俺様専務とあたしの関係
信じられない…。
あまりにも衝撃的過ぎて、あたしは呆然としてしまった。
「それでも別れるつもりはなかったんだ。だけど、蒼衣から別れを強く望まれて…」
「蒼衣さんから?」
「ああ。オレたち、正式な婚約はしていなかったから、最後はこっちが折れる形で別れたけど…」
すると、遠くを見つめていた章人は、手で口を覆った。
そして、その目には涙が浮かんでいる。
「分からないままなんだ。

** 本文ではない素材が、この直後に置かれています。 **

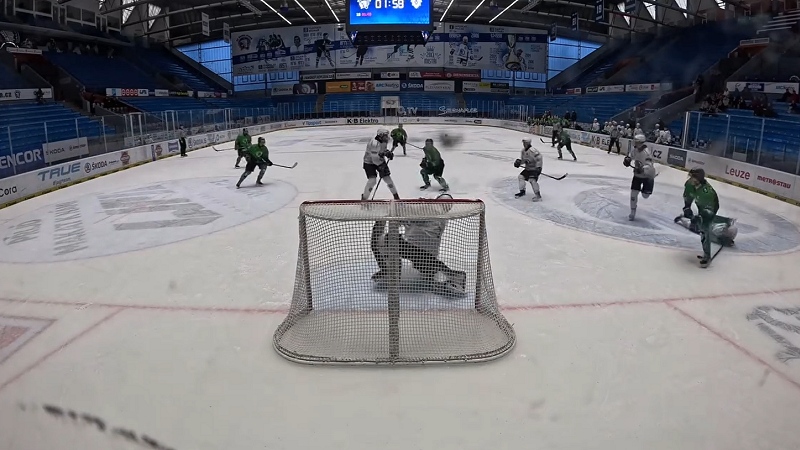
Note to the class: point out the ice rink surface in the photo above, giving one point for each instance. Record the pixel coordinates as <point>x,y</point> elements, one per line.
<point>126,329</point>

何で、蒼衣が浮気をしたのか…。オレが想っていたほど、あいつはオレを好きじゃなかったのか…?」
瞬きをした瞬間、涙が一筋流れ落ちた。
「専務…」
その時の章人は、一体どれほどの絶望感だったんだろう。
好きな人に裏切られた時の気持ちを考えると、あたしまで涙が出てくる。
章人は、嗚咽を堪える様にジッと前を向いていたけれど、その目からは涙が溢れていた。
「忘れられないんだ。もう、あいつは戻って来ない。それは分かっているのに…。どうやったら忘れられるんだ?」
初めて見る章人の姿に、あたしは無意識のうちに後ろから抱きしめていた。
「章人…」
広い背中は震えている。
いつもは、あんなに強気なのに…。
今でも、どれほど蒼衣さんを好きなのか、いやってほど分かった気がした。